$13.76bn in revenues and $3.43bn in profits. Goldman Sachs has fully recovered from the financial crisis, when it was salvaged by taxpayers with billions funneled through AIG and billions more in debt guarantees. Employees took home $6.65bn in compensation in the second quarter alone. By comparison, shareholders get $721mn per year.

So how does GS make all this money? Of its three business units, trading is the gold mine, with $10.78bn in revenues in the second quarter alone. Over 70% came from fixed income, currency and commodities, and the rest from trading equities. The trading desks buy securities, including derivatives, hold them for some period of time, and sell them at a higher price. GS is the largest user of program trading, using computers to do the same thing, but holding for vastly shorter holding periods, minutes or seconds.

Tyler Durden at Zerohedge has been writing about the dominance of GS in program trading, and has pointed out some of the risks it brings. In this post, he quotes from an NYSE press release:

The data indicated that during June 22-26, program trading amounted to 48.6 percent of NYSE average daily volume of 3,449.8 million shares1, or 1,675.7 million program shares traded per day (Revised from 1,678.3 million program shares traded per day).

The revised report shows that GS traded 1.34bn shares that week for its own account. That’s billion.

What does this mean to you? Your mutual funds and pensions plans invest for the medium or long term. One important factor in their returns is the price they pay for investments, and they all want to get best execution, the best price available at the moment. GS is a huge program trader. They have enormous computers on-site at electronic trading centers, and at the exchanges, with authority to execute trades without the involvement of humans. These computers get the jump on everyone, generating huge numbers of trades.

Zerohedge posted this paper from Themis Trading LLC, which explains several of the strategies used by high frequency traders.

One of those works like this. Suppose an institutional investor wants to buy a 10,000 shares of a particular stock between 20.00 and 20.03. It has a computer running an algorithm, called an algo, to buy shares in small units so as not to shake the market. The insiders, in this example, computerized Automated Market Makers, are able to identify reserve book orders, by pinging, sending out orders to sell at specific prices that are canceled unless they are immediately accepted. Once the order is accepted, they see that there is a standing order to buy. Suppose one finds a reserve book order to buy at $20.00

Next, the AMM starts to ping the algo. The AMM offers 100 shares at $20.05. Nothing happens, and it immediately cancels. It offers $20.04. Nothing happens, and it immediately cancels..

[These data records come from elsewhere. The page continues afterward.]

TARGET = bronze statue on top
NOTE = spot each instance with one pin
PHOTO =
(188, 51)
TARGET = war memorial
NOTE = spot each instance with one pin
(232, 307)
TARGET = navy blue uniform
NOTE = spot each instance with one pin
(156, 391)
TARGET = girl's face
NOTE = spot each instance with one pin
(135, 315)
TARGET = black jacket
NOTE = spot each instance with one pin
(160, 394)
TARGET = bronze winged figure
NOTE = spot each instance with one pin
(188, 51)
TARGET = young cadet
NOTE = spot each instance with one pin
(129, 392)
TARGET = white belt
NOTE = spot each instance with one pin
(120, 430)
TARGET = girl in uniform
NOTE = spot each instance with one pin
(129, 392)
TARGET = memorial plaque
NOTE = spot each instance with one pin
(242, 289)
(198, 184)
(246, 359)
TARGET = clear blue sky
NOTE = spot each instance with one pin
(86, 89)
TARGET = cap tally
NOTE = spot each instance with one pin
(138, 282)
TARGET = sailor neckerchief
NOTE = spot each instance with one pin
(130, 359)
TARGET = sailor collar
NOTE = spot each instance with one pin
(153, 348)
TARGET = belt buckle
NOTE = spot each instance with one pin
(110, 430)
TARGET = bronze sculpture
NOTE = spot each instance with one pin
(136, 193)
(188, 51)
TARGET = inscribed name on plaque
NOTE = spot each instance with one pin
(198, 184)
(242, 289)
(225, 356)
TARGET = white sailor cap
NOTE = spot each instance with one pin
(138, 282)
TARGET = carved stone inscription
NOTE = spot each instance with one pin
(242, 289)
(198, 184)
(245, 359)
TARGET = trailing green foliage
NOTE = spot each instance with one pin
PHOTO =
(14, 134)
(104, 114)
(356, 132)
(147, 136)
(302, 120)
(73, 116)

Then it offers $20.03 – and the institutional algo buys. Now, the AMM knows it has found a reserve book buyer willing to pay up to $20.03. The AMM quickly goes back to a penny above the institution’s original $20.00 bid, buys more shares at $20.01 before the institutional algo can, and then sell those shares to the institution at $20.03.

The AMM computer can do this because it is very fast, much faster than the institutional algo, and at the same site as the exchange computers. In this example, the institutional investor pays $200 more than it should. That is money that comes out of your pocket.

We can’t see total gains from this kind of trading in financial statements. One Zerohedge links says that the program traders suck $15-20bn from the markets each year. Those $200s add up.

GS and the rest of the big players defend this penny clipping on the grounds that it adds liquidity to the market. The Themis people don’t agree, and they have a good point. GS has no duty to provide liquidity, so if things get tight, this liquidity disappears. High frequency traders, like those AMMs, can generate false market signals, creating pointless volatility, and excess risk to people who watch these spikes to determine their own trading.

I’m beginning to think Matt Taibbi is right: GS is a “…great vampire squid wrapped around the face of humanity, relentlessly jamming its blood funnel into anything that smells like money.”